U.S. auto recovery is well on track with Ford (NYSE:F) reporting an 18% increase in sales in April. The reported number was above analyst estimates for a 17% gain. A Detroit News article reports there is pent-up demand for vehicles, and that it is not a driving sales force yet. The average age of vehicles on the road increased to 11.2 years in 2012 from 10.8 years in 2011, suggesting that hundreds of thousands of vehicles need to be replaced. Ford also reported earnings on April 24th, beating analyst estimates. The housing and auto recovery are the driving force of the sluggish economic recovery, and Ford is one of the beneficiaries.
Ford reported net income of $0.41 per share, beating analyst estimates. Revenue increased 10% to $35.8 billion, also beating estimates. North America was the strongest region with a 20% increase in revenue in the first quarter, followed by a 13% rise in the Asia-Pacific region. South America and Europe were weak, with 4% and 7% decrease in revenue in the quarter.
Operating margins decreased in South America due to the devaluation of the currency in Venezuela. Operating margins were also lower in North America and Europe. Europe was impacted by higher pension costs, while the company is adding workers to keep up with demand in North America and the shift to smaller cars affects the margins. Ford still expects to lose $2 billion in Europe this year, and expects to swing to profitability by mid-decade.

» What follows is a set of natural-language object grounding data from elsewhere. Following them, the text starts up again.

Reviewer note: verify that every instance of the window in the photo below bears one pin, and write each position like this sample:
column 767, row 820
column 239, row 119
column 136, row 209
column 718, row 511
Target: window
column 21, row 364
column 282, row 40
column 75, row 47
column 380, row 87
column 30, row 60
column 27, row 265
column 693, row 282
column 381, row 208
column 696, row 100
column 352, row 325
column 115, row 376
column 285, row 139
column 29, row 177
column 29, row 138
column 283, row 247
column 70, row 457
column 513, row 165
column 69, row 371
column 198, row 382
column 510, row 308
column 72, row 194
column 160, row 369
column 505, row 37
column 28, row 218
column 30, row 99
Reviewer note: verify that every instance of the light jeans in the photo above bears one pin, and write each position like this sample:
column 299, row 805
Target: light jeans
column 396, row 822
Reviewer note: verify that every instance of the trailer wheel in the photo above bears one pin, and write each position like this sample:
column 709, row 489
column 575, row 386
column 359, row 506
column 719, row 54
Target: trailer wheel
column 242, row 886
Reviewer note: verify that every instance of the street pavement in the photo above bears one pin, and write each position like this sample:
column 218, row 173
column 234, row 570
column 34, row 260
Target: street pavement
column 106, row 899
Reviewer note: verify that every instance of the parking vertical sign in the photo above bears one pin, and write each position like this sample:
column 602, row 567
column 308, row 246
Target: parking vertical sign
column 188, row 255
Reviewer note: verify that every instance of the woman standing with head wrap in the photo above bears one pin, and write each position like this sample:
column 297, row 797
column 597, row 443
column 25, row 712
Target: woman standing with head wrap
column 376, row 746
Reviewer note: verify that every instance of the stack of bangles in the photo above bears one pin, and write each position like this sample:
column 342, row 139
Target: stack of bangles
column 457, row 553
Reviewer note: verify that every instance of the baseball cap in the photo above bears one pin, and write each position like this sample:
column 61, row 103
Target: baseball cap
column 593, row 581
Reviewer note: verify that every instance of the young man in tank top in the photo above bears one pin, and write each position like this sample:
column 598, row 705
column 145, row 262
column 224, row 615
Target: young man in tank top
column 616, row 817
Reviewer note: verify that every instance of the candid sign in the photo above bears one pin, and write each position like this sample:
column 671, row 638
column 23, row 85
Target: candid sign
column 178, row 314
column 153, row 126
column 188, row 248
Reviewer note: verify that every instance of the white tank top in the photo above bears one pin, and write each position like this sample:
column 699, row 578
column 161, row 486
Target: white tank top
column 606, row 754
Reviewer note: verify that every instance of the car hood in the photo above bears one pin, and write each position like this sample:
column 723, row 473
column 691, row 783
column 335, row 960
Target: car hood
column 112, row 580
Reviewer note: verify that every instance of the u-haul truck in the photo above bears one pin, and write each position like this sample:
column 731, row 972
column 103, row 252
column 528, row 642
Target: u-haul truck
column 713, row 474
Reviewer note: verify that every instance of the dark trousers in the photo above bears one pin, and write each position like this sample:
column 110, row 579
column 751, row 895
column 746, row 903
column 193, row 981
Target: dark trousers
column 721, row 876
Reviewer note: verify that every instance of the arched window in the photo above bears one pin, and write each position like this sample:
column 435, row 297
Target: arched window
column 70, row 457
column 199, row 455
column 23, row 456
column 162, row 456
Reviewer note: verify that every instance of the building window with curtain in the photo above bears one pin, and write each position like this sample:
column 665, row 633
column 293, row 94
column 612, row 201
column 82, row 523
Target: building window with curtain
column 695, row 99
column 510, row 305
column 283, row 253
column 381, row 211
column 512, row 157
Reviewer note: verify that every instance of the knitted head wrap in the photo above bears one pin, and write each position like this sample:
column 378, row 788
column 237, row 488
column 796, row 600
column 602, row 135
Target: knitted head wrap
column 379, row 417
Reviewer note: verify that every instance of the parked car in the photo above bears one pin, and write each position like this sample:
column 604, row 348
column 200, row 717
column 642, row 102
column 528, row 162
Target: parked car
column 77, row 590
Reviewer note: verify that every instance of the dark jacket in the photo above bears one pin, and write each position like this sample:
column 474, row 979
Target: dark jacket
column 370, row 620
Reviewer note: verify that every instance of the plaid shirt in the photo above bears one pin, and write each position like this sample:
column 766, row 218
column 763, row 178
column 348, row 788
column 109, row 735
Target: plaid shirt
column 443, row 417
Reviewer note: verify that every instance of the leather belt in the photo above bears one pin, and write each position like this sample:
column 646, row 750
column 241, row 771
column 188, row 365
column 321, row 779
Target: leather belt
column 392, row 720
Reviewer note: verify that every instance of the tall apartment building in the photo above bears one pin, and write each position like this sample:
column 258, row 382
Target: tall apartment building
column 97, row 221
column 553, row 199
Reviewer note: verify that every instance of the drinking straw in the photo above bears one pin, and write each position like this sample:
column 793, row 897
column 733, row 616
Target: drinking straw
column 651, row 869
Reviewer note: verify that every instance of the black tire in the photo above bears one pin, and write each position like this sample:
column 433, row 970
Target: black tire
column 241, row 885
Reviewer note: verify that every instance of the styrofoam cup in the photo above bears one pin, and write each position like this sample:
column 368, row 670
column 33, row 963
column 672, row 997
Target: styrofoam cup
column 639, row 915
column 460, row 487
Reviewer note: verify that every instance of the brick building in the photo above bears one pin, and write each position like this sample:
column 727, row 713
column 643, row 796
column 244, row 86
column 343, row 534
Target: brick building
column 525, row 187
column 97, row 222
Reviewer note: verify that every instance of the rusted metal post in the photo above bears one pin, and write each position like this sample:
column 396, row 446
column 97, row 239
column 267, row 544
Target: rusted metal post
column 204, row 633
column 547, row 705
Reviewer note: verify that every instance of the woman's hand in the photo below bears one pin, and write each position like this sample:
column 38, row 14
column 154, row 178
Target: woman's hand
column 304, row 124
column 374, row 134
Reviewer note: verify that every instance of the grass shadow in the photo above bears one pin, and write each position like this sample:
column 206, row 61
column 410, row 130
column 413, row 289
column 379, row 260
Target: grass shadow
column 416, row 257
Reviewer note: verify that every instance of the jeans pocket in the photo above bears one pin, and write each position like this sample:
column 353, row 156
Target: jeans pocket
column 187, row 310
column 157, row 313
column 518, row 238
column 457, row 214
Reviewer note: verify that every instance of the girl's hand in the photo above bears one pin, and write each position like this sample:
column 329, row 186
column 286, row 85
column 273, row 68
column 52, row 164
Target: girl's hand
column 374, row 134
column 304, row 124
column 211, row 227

With addition to higher pension costs in Europe, market factors and exchange rates were also unfavorable.
Ford has shown exceptional strength with April U.S. sales rising 18%, above the expected 17% rise. Fusion and Escape established sales records, with sales increases of 24% and 52% respectively. F-series pickup sales also increased 24% to 59,030, the best level since 2006.
Competition and price performance
General Motors (NYSE:GM) also reported earnings above analyst estimates. GM seems to be doing better in Europe with its turnaround efforts. The company also expects to turn profitable in Europe around 2015, and reported an adjusted loss of $0.2 billion, compared to $0.3 billion in the first quarter of 2012. GM's adjusted earnings were lower than a year before, as the company is investing heavily and expects to refresh 70% of its 2012 portfolio. GM reported an 11% increase in April U.S. sales, topping analyst estimates for a 10% rise.
Ford is lagging GM recently, and the stock price is having trouble reaching its 52-week highs it achieved at the start of the year. GM reached new 52-week highs recently. I consider relative strength very important, and it points to GM being a better choice right now, as it is performing better than Ford. GM is also my favorite as explained in my early January article. The reasons in favor of GM then were: higher expected growth rates, lower PEG ratio and GM being purchased by famous value investors, like Warren Buffett and David Einhorn. Those reasons are still present today, with addition of relative strength.
Although GM might be a better choice of investment, Ford is not much behind. The company keeps delivering strong U.S. growth, and Europe remains the weakest spot for the company, with elevated turnaround efforts. The greatest short-term obstacle is the $14 price level, and it would be very positive for the stock if it could break out to new 52-week highs.